Tag Archives: abiding

Time with Elaina

She wears pink sweaters in the winter and her blue eyes follow her lips into a mischievous smile. Too many wrinkles etch across her face, but her blond hair betrays youth. Her name was Elaina. I always thought she was beautiful. I only hoped that one day I would ask her how she was and she would say, “I am strong.” Instead, it was the endless saga of illness—body and mind. Sometimes I didn’t even want to ask, because I didn’t want to get her started. She had a dictionary’s worth of medical terms to explain exactly what was racking her thin body. Perhaps what she didn’t know was how illness can creep into one’s mind, saturating it with fear. Mystery intruders poisoning her food. Neighborhood boys stalking her property. Doctors refusing to treat her. I struggled to sort reality from illusion, listening from agreeing. On my good days, I sat on the couch with Elaina. And when my heart was distant, I walked past her. Elaina went through a really troubling time when fear consumed her and she was unable to sleep at night. She lives alone in a rural area. Her paranoia drove her to sit up and watch her home for hours on end.

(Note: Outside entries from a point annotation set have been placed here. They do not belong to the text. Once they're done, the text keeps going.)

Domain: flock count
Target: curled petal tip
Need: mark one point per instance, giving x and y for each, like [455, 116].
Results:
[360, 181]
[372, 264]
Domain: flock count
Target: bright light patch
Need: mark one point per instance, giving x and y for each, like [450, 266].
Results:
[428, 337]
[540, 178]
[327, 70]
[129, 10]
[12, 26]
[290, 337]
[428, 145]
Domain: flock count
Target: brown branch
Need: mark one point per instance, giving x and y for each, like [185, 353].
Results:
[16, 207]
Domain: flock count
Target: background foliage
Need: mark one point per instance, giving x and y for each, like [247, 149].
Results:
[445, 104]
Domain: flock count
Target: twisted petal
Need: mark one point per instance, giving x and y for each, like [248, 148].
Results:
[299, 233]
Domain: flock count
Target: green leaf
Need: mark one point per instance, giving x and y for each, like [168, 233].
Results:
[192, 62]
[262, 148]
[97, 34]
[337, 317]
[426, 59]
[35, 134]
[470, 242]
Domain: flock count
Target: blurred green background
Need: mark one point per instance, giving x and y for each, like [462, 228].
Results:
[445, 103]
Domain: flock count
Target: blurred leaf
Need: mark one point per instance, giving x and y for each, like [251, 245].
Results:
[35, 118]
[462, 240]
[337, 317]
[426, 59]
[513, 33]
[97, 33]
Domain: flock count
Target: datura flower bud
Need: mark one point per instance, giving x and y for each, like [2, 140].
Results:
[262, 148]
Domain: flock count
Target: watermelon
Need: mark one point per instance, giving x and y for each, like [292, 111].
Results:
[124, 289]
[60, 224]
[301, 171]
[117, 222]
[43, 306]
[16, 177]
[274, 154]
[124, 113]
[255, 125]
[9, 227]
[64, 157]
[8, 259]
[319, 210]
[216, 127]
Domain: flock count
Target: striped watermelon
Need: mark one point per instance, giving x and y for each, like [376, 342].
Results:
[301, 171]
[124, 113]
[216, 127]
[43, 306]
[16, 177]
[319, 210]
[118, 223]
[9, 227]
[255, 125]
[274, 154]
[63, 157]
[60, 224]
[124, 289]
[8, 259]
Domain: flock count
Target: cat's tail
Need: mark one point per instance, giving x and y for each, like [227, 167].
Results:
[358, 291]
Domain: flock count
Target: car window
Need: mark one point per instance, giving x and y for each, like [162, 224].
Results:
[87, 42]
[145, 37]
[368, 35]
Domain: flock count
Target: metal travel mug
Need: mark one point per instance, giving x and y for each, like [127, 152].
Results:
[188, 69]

Despite the worry and exhaustion under her eyes, she still came in to volunteer every Thursday. She started as a volunteer in the Transformation Station to “barter her time” for a stove and later a car. After arriving, she would join me in the kitchen and make hot cocoa for herself. She didn’t like how I made it. Then, sitting as close as possible to the wood stove, she stuffed envelopes slowly because she kept her gloves on. I remember one afternoon clearly. Elaina had finished her volunteer tasks and was lying with her head resting on the arm of our well-used couch. Her bright eyes were closed. She was sleeping! Resting. At peace. I felt a strange and wondrous sense of fulfillment in seeing her in such childlike abandon. I knew that she felt safe here, at home. She could close her eyes and stop looking over her shoulder, because she trusted us. I desire for our community to experience this deep resting and abiding in Jesus’ love that overflows, freeing us and others from fear. May we, and Elaina, find a home.